Tuesday 26 September 2017

Cut in councillor numbers is an assault on democracy in Cornwall

The Local Government Boundary Commission for England (LGBCE) has just announced its decision to reduce the number of elected members on Cornwall Council from 123 to 87.

The change will be implemented at the next set of elections due to take place in 2021.

It is a shocking determination and I am extremely disturbed at the attitude of the LGBCE and their intention to launch an assault on democracy in Cornwall.

Prior to 2009, Cornwall had 331 councillors on the County Council and the six district councils. The centralisation of local government was then imposed on Cornwall and the number of councillors slashed to 123. And now the LGBCE has imposed another large cut in elected members, which will further increase the democratic deficit from which Cornwall already suffers. This is just so wrong.

Many people will not be aware that the LGBCE did not seek a similar reduction in the number of councillors when it carried out an electoral review of the unitary authority in County Durham, which was also created in 2009.

It was founded with 126 councillors and a subsequent review allowed the council to continue with the same number of members.
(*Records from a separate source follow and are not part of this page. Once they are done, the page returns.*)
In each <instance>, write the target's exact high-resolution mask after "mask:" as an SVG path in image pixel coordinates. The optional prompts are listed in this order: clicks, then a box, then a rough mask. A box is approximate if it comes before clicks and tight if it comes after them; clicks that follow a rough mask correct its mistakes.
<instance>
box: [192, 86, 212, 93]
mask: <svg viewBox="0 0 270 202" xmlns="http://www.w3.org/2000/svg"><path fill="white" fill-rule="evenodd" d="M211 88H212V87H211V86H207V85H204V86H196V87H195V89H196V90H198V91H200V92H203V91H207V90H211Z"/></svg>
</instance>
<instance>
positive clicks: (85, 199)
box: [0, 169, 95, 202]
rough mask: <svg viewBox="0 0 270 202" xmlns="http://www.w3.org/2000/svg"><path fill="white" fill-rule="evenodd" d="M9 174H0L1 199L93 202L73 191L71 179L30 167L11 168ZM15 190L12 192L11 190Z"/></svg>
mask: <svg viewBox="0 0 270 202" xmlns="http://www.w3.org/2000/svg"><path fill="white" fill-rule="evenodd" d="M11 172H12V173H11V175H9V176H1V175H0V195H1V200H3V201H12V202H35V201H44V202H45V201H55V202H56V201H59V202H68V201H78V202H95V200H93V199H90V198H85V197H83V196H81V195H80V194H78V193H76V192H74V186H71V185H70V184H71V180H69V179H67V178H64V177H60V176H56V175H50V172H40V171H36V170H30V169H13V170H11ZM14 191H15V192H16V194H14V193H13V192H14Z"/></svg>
So how is it appropriate that Cornwall will have to suffer a 30% reduction in the number of its elected members?

Mebyon Kernow and many other bodies have argued that Cornwall already had fewer councillors on principal authorities than almost all other parts of the United Kingdom – but these representations have been ignored by the LGBCE.

Wales has more than 1,200 councillors on its 22 unitary authorities, while Devon has just under 500 principal authority councillors and Somerset has over 400.

And yet the LGBCE expects Cornwall to get by with only 87, which – in terms of representatives per head of population – means that many other areas will have more than twice the number of councillors as Cornwall.

The top-down and undemocratic actions of the LGBCE are frankly shameful.